Talk is cheap when it comes to politicians' promises, but one thing that remains expensive is a college education. From vetoing a scholarships bill that would free up $721 million for community colleges and scholarships for low-income students, to killing the Senate Bill 180 which would require the New Mexico Lottery to provide $41 million to a college scholarships fund there has been no resolution to the budget stalemate since July 1, 2015. New America Higher Education has one resolution: out with the old, in with the new. That means removing federal loans, federal tuition vouchers, Pell grants, and tuition tax credits.

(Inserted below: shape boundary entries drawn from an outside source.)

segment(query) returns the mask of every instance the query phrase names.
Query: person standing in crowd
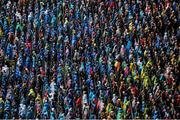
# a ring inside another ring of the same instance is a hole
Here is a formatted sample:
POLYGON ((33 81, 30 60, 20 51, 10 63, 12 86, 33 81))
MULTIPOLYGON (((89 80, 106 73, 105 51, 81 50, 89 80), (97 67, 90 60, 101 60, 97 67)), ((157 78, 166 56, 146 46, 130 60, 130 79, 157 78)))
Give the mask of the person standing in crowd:
POLYGON ((178 3, 0 0, 0 118, 180 118, 178 3))

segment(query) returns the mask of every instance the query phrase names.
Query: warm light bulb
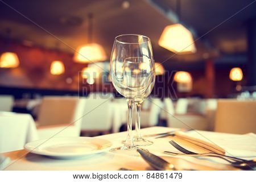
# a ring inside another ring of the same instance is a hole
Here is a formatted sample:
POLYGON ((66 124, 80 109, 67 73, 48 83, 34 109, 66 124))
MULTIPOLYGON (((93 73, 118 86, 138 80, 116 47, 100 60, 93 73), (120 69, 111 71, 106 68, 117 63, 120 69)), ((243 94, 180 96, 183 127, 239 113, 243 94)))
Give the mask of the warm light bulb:
POLYGON ((19 64, 17 55, 14 52, 3 53, 0 57, 0 68, 16 68, 19 64))
POLYGON ((165 70, 163 65, 159 63, 155 63, 155 75, 162 75, 164 73, 165 70))
POLYGON ((65 72, 65 67, 60 61, 53 61, 51 65, 51 73, 55 75, 61 75, 65 72))
POLYGON ((96 43, 88 44, 79 47, 75 53, 74 60, 79 63, 92 63, 107 59, 103 47, 96 43))
MULTIPOLYGON (((82 70, 82 77, 83 78, 92 81, 93 78, 97 78, 99 76, 100 72, 98 69, 96 69, 95 68, 86 67, 82 70)), ((92 81, 91 81, 90 82, 92 82, 92 81)))
POLYGON ((187 83, 192 81, 191 75, 187 72, 177 72, 174 76, 174 81, 180 83, 187 83))
POLYGON ((196 51, 191 32, 179 23, 166 27, 158 44, 175 53, 195 53, 196 51))
POLYGON ((229 78, 233 81, 241 81, 243 78, 243 72, 240 68, 233 68, 229 73, 229 78))

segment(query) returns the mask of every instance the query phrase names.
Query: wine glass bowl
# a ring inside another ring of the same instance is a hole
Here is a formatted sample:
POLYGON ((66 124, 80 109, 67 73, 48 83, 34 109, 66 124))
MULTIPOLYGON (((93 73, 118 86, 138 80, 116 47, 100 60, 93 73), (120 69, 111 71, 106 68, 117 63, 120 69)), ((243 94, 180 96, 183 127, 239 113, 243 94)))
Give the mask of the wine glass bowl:
POLYGON ((148 38, 135 34, 115 38, 110 59, 110 76, 117 91, 128 105, 128 134, 125 146, 114 150, 134 149, 131 133, 133 104, 143 98, 154 77, 154 61, 148 38))

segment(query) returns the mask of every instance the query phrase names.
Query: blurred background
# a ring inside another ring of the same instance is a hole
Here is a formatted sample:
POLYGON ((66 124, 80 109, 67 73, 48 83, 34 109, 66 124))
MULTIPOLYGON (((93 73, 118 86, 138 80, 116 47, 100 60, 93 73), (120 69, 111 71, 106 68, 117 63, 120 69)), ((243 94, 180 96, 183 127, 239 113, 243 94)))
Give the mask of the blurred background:
MULTIPOLYGON (((47 96, 89 98, 104 93, 117 100, 121 96, 110 80, 109 60, 115 37, 126 34, 149 37, 153 49, 156 78, 150 97, 159 99, 160 107, 164 109, 150 109, 152 106, 145 104, 144 110, 154 110, 150 113, 156 118, 145 126, 182 127, 168 125, 164 111, 187 114, 181 119, 185 122, 195 115, 205 119, 207 110, 216 109, 218 98, 255 100, 254 2, 0 1, 1 109, 30 113, 37 119, 39 113, 49 115, 42 109, 47 96)), ((89 107, 93 108, 94 102, 89 107)), ((112 116, 115 121, 125 120, 127 106, 123 103, 125 116, 112 116)), ((252 108, 255 109, 255 105, 252 108)), ((189 122, 196 123, 195 129, 213 130, 215 119, 212 115, 210 122, 201 121, 201 118, 189 122)), ((100 120, 94 117, 89 119, 100 120)), ((119 125, 115 126, 116 130, 109 126, 104 130, 119 131, 119 125)))

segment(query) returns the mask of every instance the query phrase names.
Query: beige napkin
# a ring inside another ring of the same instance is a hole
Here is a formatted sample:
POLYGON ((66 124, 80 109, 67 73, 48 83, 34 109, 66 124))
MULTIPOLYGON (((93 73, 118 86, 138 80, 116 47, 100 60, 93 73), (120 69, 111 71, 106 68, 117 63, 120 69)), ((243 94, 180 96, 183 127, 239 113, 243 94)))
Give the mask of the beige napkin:
POLYGON ((175 133, 175 136, 178 136, 179 138, 195 144, 197 146, 199 146, 201 147, 206 148, 209 151, 212 151, 213 152, 220 154, 225 154, 225 150, 222 148, 212 143, 209 142, 207 142, 205 140, 203 140, 200 139, 199 138, 191 137, 191 136, 188 136, 186 135, 185 133, 181 131, 177 131, 175 133))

In their policy paper, "Starting from Scratch: A New Federal and State Partnership in Higher Education," New America Higher Education expressed their vision to reconstruct and repair the "broken system of financing higher education." The team plans to scrap the archaic system and replace it with a "federal-state financial partnership" where the government would dole money to states, which would go to colleges and universities - taking into account important factors such as enrolled low-income students. Students would only have to pay their Expected Family Contribution (EFC) and the state would be held accountable for student outcomes such graduation rates and securing employment. In addition to lowering tuition, the cost of living expenses such as room and board, transportation, and childcare costs would be lowered.

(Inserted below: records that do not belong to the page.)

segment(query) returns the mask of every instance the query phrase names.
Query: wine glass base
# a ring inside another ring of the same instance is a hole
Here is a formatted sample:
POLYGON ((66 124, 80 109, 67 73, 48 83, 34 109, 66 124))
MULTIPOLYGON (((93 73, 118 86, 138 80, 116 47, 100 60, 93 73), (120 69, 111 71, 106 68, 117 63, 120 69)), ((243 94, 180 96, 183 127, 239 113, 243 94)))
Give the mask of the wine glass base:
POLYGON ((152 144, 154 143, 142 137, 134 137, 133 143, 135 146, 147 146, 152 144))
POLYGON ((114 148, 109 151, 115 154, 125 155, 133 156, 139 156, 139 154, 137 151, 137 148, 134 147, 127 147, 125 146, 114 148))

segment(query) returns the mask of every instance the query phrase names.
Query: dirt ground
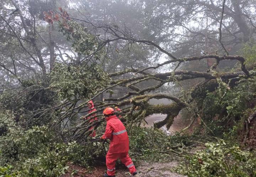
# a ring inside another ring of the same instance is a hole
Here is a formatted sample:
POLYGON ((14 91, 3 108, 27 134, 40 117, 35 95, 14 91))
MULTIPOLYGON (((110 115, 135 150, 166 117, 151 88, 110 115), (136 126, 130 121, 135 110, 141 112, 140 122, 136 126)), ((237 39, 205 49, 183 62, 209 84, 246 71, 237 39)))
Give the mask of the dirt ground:
MULTIPOLYGON (((176 162, 171 162, 168 163, 156 162, 149 163, 146 162, 140 163, 137 166, 138 173, 135 176, 137 177, 185 177, 171 171, 173 167, 177 166, 176 162)), ((73 165, 70 164, 68 172, 63 175, 62 177, 71 176, 71 173, 73 172, 73 176, 85 177, 102 177, 106 172, 106 167, 99 166, 95 167, 89 171, 77 165, 73 165)), ((117 168, 116 177, 130 177, 132 176, 128 172, 128 170, 124 167, 117 168)))

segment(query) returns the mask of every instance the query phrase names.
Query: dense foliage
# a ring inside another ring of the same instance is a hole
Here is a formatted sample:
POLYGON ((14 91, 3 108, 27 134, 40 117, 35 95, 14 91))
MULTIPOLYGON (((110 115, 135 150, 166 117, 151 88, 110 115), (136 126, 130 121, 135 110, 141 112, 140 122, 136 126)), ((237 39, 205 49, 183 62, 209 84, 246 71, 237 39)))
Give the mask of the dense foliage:
POLYGON ((206 148, 187 156, 176 169, 189 177, 250 177, 256 175, 255 152, 242 150, 223 140, 205 144, 206 148))

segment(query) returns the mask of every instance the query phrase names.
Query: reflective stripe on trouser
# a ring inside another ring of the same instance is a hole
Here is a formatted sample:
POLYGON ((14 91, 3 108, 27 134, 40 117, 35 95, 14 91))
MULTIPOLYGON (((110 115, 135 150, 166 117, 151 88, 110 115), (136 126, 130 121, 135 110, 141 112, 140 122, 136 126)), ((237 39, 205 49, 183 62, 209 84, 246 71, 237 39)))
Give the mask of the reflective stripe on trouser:
POLYGON ((112 135, 118 135, 123 133, 125 132, 126 132, 126 130, 122 130, 122 131, 120 131, 118 132, 113 132, 113 133, 112 133, 112 135))
POLYGON ((126 167, 127 167, 127 168, 128 168, 129 169, 132 166, 134 166, 134 165, 133 165, 133 164, 132 164, 130 165, 127 165, 127 166, 126 166, 126 167))
POLYGON ((129 171, 131 174, 136 171, 135 167, 133 165, 132 159, 129 156, 128 152, 122 153, 109 153, 108 152, 106 156, 106 165, 108 169, 107 172, 108 175, 109 176, 115 175, 116 161, 118 158, 122 163, 128 168, 129 171), (110 171, 108 170, 109 169, 113 170, 110 171))

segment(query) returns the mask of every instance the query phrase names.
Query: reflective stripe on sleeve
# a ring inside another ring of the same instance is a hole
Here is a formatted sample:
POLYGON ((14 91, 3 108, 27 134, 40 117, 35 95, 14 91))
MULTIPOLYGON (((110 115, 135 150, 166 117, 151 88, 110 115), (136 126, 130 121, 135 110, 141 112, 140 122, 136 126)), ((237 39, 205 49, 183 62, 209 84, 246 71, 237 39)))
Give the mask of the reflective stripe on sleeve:
POLYGON ((127 167, 127 168, 128 168, 129 169, 130 167, 132 166, 134 166, 134 165, 133 165, 133 164, 132 164, 130 165, 128 165, 126 166, 126 167, 127 167))
POLYGON ((113 133, 112 133, 112 135, 120 135, 121 134, 123 133, 126 132, 126 130, 122 130, 122 131, 120 131, 118 132, 113 132, 113 133))
POLYGON ((113 171, 113 170, 115 170, 115 169, 116 169, 116 168, 114 168, 114 169, 108 169, 108 171, 113 171))

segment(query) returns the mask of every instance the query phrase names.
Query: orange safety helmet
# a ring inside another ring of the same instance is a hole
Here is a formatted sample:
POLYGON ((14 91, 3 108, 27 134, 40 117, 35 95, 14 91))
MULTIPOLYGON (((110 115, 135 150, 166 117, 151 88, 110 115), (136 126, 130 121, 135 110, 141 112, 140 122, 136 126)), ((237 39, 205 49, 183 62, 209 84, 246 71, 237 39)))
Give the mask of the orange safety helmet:
POLYGON ((103 111, 103 114, 104 115, 109 115, 111 114, 113 114, 115 112, 115 110, 112 108, 108 107, 105 108, 103 111))

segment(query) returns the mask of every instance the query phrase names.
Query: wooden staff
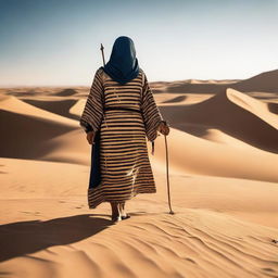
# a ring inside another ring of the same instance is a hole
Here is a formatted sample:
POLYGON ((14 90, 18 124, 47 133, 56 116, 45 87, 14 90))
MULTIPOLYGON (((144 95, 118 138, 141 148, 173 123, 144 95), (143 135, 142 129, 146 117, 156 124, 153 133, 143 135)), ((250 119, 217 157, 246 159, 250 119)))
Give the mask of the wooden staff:
POLYGON ((104 59, 104 47, 102 46, 102 43, 100 43, 100 50, 101 50, 101 53, 102 53, 102 61, 103 61, 103 66, 105 65, 105 59, 104 59))
POLYGON ((167 193, 168 193, 168 205, 169 205, 169 214, 175 214, 172 210, 170 205, 170 195, 169 195, 169 159, 168 159, 168 146, 167 146, 167 136, 164 135, 165 139, 165 150, 166 150, 166 176, 167 176, 167 193))

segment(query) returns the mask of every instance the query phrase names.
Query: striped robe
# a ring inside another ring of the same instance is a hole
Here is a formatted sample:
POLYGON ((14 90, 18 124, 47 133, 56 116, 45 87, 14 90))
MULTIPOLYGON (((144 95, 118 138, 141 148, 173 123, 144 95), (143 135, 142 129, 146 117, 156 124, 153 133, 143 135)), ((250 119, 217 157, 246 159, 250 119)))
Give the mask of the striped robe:
POLYGON ((97 70, 79 121, 84 129, 89 126, 100 138, 101 178, 97 187, 88 188, 89 208, 102 202, 127 201, 138 193, 156 192, 146 137, 154 142, 161 121, 141 68, 136 78, 124 85, 113 80, 102 67, 97 70))

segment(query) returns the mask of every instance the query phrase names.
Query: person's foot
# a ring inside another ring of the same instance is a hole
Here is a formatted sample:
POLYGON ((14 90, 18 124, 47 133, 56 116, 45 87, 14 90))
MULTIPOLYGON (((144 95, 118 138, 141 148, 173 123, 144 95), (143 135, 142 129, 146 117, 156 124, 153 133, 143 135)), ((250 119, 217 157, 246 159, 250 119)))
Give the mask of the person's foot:
POLYGON ((122 220, 130 218, 130 215, 125 212, 125 203, 119 204, 119 212, 122 220))
POLYGON ((121 215, 122 220, 130 218, 130 215, 126 213, 126 215, 121 215))
POLYGON ((122 220, 122 216, 121 215, 112 215, 111 216, 111 222, 112 223, 118 223, 118 222, 121 222, 122 220))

States would have to maintain their current funding as provided in their individual budgets, match federal funding by 25 percent, and be responsible for performance and costs. There would be a bonus to states that contribute more than expected and also, a bonus for colleges who enroll more than 25 percent of low-income students. What's the catch? The plan would cost roughly $38 billion annually, and states would have to contribute an additional $17.9 billion. The existing system has left about 7 million borrowers in default with their student loans and the report claims that "going to college has left them in a much worse position than if they had never enrolled."

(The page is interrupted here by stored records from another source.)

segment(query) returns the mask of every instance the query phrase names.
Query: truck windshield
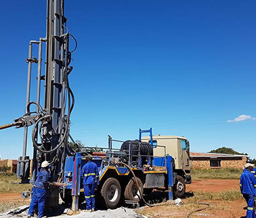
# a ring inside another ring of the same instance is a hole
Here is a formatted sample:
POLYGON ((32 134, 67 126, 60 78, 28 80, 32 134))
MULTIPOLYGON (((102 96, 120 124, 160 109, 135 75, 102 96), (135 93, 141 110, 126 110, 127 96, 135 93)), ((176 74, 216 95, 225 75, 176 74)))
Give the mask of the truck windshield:
POLYGON ((188 141, 186 140, 180 140, 182 150, 189 150, 188 141))

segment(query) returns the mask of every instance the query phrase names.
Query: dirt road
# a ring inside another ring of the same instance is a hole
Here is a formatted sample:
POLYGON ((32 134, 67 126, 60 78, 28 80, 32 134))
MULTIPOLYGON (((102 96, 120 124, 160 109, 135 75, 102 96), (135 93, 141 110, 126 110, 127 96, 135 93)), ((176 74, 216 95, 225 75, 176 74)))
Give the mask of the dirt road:
MULTIPOLYGON (((192 184, 187 185, 187 192, 218 192, 229 190, 230 189, 239 189, 239 180, 238 179, 202 179, 193 181, 192 184)), ((0 205, 4 202, 17 202, 20 201, 20 193, 0 194, 0 205)), ((190 198, 182 200, 184 204, 180 206, 163 204, 163 206, 150 208, 146 206, 142 214, 148 217, 157 218, 174 218, 185 217, 187 213, 196 209, 196 206, 189 206, 190 198)), ((29 200, 26 204, 29 204, 29 200)), ((218 217, 218 218, 235 218, 244 217, 246 211, 243 207, 246 206, 246 202, 243 199, 238 199, 234 201, 207 200, 211 206, 202 212, 195 213, 191 215, 191 218, 196 217, 218 217)), ((100 213, 100 211, 98 211, 100 213)), ((96 214, 95 214, 96 215, 96 214)), ((100 215, 100 214, 98 214, 100 215)), ((100 217, 100 216, 98 216, 100 217)), ((80 217, 78 216, 77 217, 80 217)))
POLYGON ((186 192, 219 192, 230 189, 239 189, 238 179, 202 179, 193 181, 186 186, 186 192))

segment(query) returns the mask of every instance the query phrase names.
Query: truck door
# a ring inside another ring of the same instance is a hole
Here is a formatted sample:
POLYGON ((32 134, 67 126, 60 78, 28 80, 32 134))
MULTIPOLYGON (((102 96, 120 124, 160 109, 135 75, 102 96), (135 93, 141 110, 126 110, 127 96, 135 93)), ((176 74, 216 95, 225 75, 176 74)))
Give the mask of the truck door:
POLYGON ((182 139, 182 150, 184 167, 185 171, 190 170, 190 149, 188 141, 182 139))

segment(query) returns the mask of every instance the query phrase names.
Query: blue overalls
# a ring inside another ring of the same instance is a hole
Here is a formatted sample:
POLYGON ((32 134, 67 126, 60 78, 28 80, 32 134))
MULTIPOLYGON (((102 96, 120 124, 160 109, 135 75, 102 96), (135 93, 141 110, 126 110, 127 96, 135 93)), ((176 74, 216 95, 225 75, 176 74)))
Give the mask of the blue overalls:
POLYGON ((87 210, 95 209, 95 188, 99 180, 99 171, 96 164, 88 161, 83 165, 81 172, 83 177, 83 190, 87 210))
POLYGON ((43 217, 43 209, 45 208, 46 190, 43 186, 43 182, 47 181, 50 178, 48 171, 44 168, 40 170, 40 173, 34 183, 33 193, 30 205, 28 210, 28 215, 33 217, 34 211, 38 205, 38 218, 43 217))
POLYGON ((256 179, 249 169, 244 169, 240 177, 240 188, 247 203, 247 218, 256 218, 254 208, 256 196, 256 179))
POLYGON ((253 169, 251 171, 251 173, 253 173, 254 175, 256 175, 256 168, 253 167, 253 169))

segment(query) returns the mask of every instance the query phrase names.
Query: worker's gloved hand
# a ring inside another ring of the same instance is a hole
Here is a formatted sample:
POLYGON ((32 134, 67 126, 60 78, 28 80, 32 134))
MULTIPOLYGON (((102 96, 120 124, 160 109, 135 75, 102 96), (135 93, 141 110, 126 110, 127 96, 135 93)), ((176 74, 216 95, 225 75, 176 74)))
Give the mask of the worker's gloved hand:
POLYGON ((45 188, 45 190, 49 190, 51 188, 51 185, 52 183, 50 183, 49 181, 45 181, 43 183, 43 187, 45 188))

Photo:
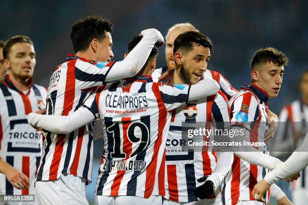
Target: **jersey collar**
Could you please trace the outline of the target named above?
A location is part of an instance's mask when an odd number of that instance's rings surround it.
[[[250,91],[257,95],[259,99],[265,103],[268,100],[268,94],[267,93],[256,85],[253,84],[251,84],[249,85],[244,84],[241,87],[241,89]]]
[[[10,89],[13,89],[18,92],[19,92],[20,93],[22,93],[23,94],[24,93],[23,92],[22,92],[21,91],[18,90],[13,84],[13,82],[12,82],[12,81],[11,80],[11,79],[10,79],[10,76],[9,75],[9,74],[7,74],[6,75],[6,76],[5,77],[5,78],[3,80],[3,82],[2,82],[2,83],[7,87],[9,87]],[[30,93],[30,91],[31,90],[31,88],[32,86],[32,85],[33,84],[33,78],[32,77],[30,78],[30,86],[29,86],[29,90],[28,91],[28,92],[27,92],[26,94],[28,94]]]
[[[135,75],[132,77],[125,78],[124,80],[129,82],[153,82],[152,77],[147,75]]]

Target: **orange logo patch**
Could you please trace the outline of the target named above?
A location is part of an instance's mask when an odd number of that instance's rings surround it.
[[[246,104],[242,104],[242,107],[241,108],[241,110],[242,110],[243,111],[245,112],[245,113],[248,113],[248,111],[249,110],[249,107],[247,106],[247,105]]]

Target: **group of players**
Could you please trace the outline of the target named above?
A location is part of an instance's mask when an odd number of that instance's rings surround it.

The partisanship disaster continues as colleges and universities haven't received "operating money from the state since July 1," according to Celeste Bott of the Chicago Tribune. The MAP grant provides up to $5,000 in financial aid to students who demonstrate need, according to the Illinois Student Assistance Commission. Some claim the scholarships bill would snag money from social service providers who provide care for the state's "most vulnerable residents," or that states simply do not have the money to spend. Governor Rauner agrees that the school funding formula needs to be changed.